Cooking, cleaning and working up photos and field notes were necessary chores not to mention stoking the coal stoves which were the only means of heating the hut, and servicing the small diesel generator which provided barely enough power for  a short part of the day for lighting and for the radio transmitter. No such luxury as 24 hour power or electric space heating; the hut was kept warm with coal-burning stoves and a large pile of sacks of coal stored outside made a good nest for any puppies loose around the base. We had a small photographic dark room built around the kitchen chimney where it was warm enough to process colour film – sometimes. If it was stormy outside, the kitchen stove would be almost red hot. There was usually a need to build a new sledge from parts shipped in from a yacht-manufacturing workshop in the UK. They were the traditional Nansen design and amazingly strong when made properly, capable of carrying half a ton or more, yet only made from wood, rawhide and some metal for the bridges.

Winter Depot Laying (Photo: Dave Matthews)

Our early spring  season started off with a communal depot laying trip in August, with five dog teams and sledges going south to the Wordie Ice Shelf ready for the new season’s survey work by the teams due to work there. Putting in these depots was always a cold hard slog at the best of times and this trip was no exception. Cold, dark, and hard work, the sole aim being to be able to dump as large a depot as possible for the summer work teams as far south as possible, keeping the bare minimum for the run empty back to base.

Winter Camping on the sea-ice
(Photo: Dave Matthews)

Much of the route lay on sea ice which normally gave us a smooth run on good surfaces, but not this year; areas of rough broken ice alternating with large areas of deep soft snow; not good running for the dogs. This trip lasted a full month [[?use captions here]], but by September we were once more re-established at the Horseshoe hut and normal survey routine could be started again. This meant  travelling around the furthest reaches of northern Marguerite Bay, surely one of the most beautiful areas of the Antarctic Peninsula as the wildlife of penguins and seals began to return for the summer.

Self on Trifid Summit (Photo: Ken Doyle)

The rest of our season mercifully passed uneventfully, working with Ken Doyle and John Noble and filling in gaps in the map around Square Bay and relatively safe from storm winds.
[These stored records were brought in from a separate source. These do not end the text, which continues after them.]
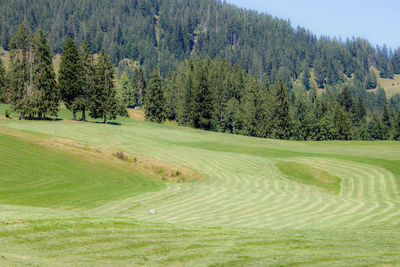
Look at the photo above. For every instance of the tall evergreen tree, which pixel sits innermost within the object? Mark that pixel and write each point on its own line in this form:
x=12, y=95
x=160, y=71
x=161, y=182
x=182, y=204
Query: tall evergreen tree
x=128, y=91
x=140, y=84
x=104, y=101
x=84, y=100
x=386, y=122
x=155, y=99
x=44, y=78
x=2, y=81
x=70, y=76
x=346, y=99
x=19, y=78
x=396, y=128
x=203, y=101
x=281, y=117
x=342, y=123
x=361, y=111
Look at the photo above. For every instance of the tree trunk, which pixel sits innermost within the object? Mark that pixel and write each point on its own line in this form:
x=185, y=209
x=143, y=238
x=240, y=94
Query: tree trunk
x=83, y=114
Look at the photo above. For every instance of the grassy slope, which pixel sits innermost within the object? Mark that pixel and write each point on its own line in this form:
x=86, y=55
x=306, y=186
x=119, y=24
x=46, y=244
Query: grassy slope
x=244, y=211
x=34, y=175
x=305, y=174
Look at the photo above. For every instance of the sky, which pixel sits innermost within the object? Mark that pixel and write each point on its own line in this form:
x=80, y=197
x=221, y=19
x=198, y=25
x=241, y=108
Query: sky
x=376, y=21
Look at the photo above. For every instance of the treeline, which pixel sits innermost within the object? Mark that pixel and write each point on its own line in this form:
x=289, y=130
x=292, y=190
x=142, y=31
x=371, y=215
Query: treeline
x=84, y=83
x=164, y=33
x=214, y=95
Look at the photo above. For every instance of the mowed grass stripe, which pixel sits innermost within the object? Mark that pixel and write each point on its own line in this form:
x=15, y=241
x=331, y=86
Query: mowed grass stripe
x=48, y=177
x=241, y=187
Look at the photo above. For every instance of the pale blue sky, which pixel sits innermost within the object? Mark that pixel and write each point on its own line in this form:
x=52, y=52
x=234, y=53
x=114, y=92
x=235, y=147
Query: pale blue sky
x=377, y=21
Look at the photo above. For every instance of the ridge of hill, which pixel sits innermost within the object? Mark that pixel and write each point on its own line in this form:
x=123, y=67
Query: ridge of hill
x=167, y=32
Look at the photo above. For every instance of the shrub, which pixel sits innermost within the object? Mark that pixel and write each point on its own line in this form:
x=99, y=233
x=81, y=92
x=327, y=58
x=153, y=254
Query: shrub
x=120, y=155
x=7, y=113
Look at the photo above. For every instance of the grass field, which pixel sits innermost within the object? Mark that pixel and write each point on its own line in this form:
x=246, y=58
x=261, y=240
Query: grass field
x=255, y=201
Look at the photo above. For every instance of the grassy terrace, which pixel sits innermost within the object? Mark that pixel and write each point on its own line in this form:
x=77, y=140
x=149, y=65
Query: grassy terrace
x=269, y=202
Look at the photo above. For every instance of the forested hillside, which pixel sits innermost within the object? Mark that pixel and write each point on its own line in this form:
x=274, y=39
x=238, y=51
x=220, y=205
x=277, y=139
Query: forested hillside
x=167, y=32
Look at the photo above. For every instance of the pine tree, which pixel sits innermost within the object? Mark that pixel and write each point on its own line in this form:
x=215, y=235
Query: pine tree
x=2, y=81
x=44, y=78
x=84, y=100
x=19, y=77
x=128, y=92
x=188, y=102
x=371, y=82
x=104, y=101
x=70, y=76
x=306, y=77
x=203, y=101
x=386, y=122
x=361, y=110
x=345, y=99
x=396, y=128
x=281, y=117
x=155, y=100
x=140, y=84
x=342, y=123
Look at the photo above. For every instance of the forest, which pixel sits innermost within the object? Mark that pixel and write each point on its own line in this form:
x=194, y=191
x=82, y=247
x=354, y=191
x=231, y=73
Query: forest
x=203, y=63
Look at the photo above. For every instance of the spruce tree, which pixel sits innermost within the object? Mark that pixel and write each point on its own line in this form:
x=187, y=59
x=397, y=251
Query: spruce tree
x=140, y=84
x=19, y=77
x=2, y=81
x=104, y=101
x=361, y=110
x=203, y=101
x=70, y=76
x=84, y=99
x=342, y=123
x=128, y=92
x=188, y=101
x=44, y=78
x=396, y=128
x=345, y=99
x=281, y=117
x=155, y=101
x=386, y=122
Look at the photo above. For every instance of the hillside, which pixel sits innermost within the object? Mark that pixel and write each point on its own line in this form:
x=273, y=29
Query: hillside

A way of getting back to base at the end of the spring was always at the back of our minds. There were possible overland lines of retreat which didn’t involve long sea ice sections, probably the best of them from the corner of Square Bay past Mount Wilcox, but these routes were unknown and beyond our limited capabilities, so a careful watch on the sea ice around Camp Point and Lagotellerie Island was an integral part of our daily planning, camping sometimes on a patch of level ground and sometimes on the sea ice itself; not easy to get any restful sleep knowing that we might be blown adrift as an ice floe if the wind picked up.

Ken Doyle and Jet Plane Tabling Mapping (Photo: Dave Matthews)
Mt. Wilcox from the aircraft (Photo: Dave Matthews)
Camp Point and South (Photo: Dave Matthews)

Eventually it was time to hi-tail it around Camp Point and back to Stonington and safety.

This left  a few short journeys to be done directly from Stonington on terra firma. Summer sledging in beautiful and not too demanding country and a flight in the old Otter aircraft which helped to fill in a few gaps in the primitive field mapping techniques, taking photos through a glass panel in the floor to the fuselage.

My time was up. After two years in which we had not seen a female human being or driven a car, it was time to face the prospect of our return to civilisation with all the unknowns that that involved.